Quarterly results and guidance
For the quarter ended April 3, Sandisk said revenue more than tripled to $5.95 billion, well ahead of the LSEG consensus estimate of $4.70 billion. Adjusted earnings rose to $23.41 per share, compared with an expected $14.50 per share, and marked a stark reversal from the same quarter a year earlier when the company reported a loss of $0.30 per share.
Looking ahead, Sandisk gave guidance for the current quarter of $7.75 billion to $8.25 billion in sales and adjusted earnings of $30 to $33 per share, both figures that exceed LSEG estimates of $6.49 billion in revenue and $22.70 in adjusted earnings per share.
Long-term contracts and contract structure
Chief Executive David Goeckeler said the company has signed five long-term supply agreements with customers, with durations ranging from one to five years. Three agreements signed during the company’s third quarter ended April 3 were worth $42 billion in aggregate, while the remaining two were executed in the current quarter, he said.
Goeckeler acknowledged investor skepticism about long-term deals in the memory industry, noting prior attempts have faltered when customers renegotiated during periods of weak demand. He said Sandisk sought to avoid those outcomes by embedding various contractual safeguards - including price ceilings and floors, market-demand adjustments, and clauses that prevent customers from walking away without financial consequences. "Consistency is very important to me," Goeckeler said. "We put a financial structure in place that says at the beginning of the contract, if you make a financial commitment to me as the customer, if you walk away from a contract, I get that money."
Market context and business drivers
Sandisk’s principal product, NAND flash storage, has seen surging demand as artificial intelligence systems increasingly process large legal documents and code bases. That shift has made NAND a later beneficiary of the AI boom, boosting sales at a time when the product class previously was not used as extensively in AI data centers.
At the same time, NAND has historically experienced dramatic price cycles similar to DRAM memory, with steep swings as demand fluctuates. Sandisk’s contracts and financial protections are positioned as tools to counter those boom-bust dynamics.
Shareholder actions and stock reaction
The company said the buyback authorization is effective immediately and carries no expiration date. Sandisk’s shares have climbed more than 360% so far this year.

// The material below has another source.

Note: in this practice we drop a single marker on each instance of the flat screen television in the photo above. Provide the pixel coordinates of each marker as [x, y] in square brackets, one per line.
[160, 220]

On the day the results were released, the stock was up about 3% during regular trading hours, rose roughly 1% immediately after the results in after-hours trading, and then moved to a decline of about 6% later in the after-hours session.
Additional note
The company’s recent quarter reflects a marked turnaround from a year earlier when NAND demand from AI workloads was weaker. Management’s combination of robust near-term guidance, multi-year customer commitments, and a sizable buyback program signals an aggressive stance to capitalize on elevated demand while attempting to mitigate long-term price volatility in the memory market.